Boris Johnson: UK doesn’t need EU rules for Brexit trade deal
Prime Minister Boris Johnson has said the UK will not accept EU rules as part of a post-Brexit trade deal, but said Britain is not going to engage in a “cut-throat race to the bottom” standards.
In a heavily trailed speech in London, the PM said: “There is no need for a free trade agreement to involve accepting EU rules on competition policy, subsidies, social protection, the environment or anything similar.”
The pound was down 1.1 per cent against the dollar shortly after the speech, at $1.305, as traders weighed up Johnson’s hard-line position.
The Prime Minister’s address came just after the EU’s lead Brexit negotiator Michel Barnier laid out the bloc’s position in Brussels.
He made clear the EU’s long-standing position that the UK’s level access to the single market would depend on its alignment with its rules and regulations.
Barnier insisted there must be so-called level playing field provisions that guarantee the UK will not undercut the EU on standards.
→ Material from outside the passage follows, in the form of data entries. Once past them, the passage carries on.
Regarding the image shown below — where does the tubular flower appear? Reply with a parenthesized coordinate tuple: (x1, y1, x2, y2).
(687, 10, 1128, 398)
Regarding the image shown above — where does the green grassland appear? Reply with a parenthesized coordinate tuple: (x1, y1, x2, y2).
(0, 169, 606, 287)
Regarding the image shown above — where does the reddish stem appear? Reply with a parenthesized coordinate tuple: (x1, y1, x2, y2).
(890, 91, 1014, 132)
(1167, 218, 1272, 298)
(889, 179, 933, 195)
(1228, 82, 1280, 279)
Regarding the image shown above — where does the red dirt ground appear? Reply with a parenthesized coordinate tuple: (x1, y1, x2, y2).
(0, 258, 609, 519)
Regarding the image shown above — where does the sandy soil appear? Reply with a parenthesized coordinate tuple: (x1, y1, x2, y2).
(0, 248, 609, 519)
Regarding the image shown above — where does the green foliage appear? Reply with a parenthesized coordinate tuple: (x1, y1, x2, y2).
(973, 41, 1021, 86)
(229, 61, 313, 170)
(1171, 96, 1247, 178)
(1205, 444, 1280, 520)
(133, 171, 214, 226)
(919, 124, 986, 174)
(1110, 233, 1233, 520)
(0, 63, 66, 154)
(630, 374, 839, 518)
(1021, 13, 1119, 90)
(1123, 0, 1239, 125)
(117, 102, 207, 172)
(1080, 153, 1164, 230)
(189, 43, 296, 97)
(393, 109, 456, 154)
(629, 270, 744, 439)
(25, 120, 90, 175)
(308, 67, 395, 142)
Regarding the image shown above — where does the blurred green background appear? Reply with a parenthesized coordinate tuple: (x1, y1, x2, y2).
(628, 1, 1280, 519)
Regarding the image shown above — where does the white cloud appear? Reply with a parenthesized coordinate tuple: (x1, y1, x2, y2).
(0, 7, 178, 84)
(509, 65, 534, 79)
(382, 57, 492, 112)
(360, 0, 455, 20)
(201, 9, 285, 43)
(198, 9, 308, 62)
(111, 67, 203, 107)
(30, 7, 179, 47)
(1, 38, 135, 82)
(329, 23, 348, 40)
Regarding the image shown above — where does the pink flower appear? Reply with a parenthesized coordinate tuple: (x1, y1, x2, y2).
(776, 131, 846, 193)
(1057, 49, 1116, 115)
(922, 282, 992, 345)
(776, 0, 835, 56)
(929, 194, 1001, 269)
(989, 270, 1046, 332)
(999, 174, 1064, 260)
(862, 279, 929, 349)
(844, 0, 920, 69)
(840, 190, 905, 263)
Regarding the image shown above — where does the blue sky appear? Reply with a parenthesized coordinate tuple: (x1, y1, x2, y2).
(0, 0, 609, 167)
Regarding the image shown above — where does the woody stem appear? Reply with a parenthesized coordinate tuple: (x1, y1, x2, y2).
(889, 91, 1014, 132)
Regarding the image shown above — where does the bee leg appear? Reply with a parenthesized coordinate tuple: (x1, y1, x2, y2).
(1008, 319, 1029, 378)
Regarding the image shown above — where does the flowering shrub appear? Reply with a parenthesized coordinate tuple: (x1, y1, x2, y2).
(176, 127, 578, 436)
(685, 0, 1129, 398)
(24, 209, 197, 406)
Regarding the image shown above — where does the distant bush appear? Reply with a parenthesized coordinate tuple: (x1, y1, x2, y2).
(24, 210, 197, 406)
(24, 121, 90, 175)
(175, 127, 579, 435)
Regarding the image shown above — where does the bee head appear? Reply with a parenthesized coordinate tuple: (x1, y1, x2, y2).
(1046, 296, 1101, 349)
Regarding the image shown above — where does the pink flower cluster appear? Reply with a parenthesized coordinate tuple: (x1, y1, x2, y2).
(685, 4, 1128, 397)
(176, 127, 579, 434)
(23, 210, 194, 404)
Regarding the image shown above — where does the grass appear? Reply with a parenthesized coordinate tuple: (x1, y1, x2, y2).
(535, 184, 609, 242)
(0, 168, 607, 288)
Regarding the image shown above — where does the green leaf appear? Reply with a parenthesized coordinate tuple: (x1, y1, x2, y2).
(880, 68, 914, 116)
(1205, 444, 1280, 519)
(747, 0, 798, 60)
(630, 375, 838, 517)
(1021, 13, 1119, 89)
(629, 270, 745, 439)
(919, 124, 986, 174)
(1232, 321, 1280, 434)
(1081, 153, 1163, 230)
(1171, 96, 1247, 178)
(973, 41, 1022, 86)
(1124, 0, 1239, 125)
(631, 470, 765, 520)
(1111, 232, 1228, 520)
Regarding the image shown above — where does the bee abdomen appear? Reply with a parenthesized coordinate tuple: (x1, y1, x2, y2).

Yet in his speech just after Barnier’s, Johnson said that it was not necessary for the UK to sign up to these rules to reach a free-trade agreement.
He said that the UK will keep its current level of standards, which he said are in many places higher than in the EU. The PM also said the UK would not insist the EU follows its rules.
“Are we going to insist that the EU does everything that we do as the price of free trade? Are we? Of course not,” he said.
“We want a comprehensive free trade agreement similar to Canada’s but in the unlikely event that we do not succeed then our trade will have to be based on our existing withdrawal agreement with the EU.”
“Let’s be clear the choice is emphatically not deal or no deal, we have a deal,” he said.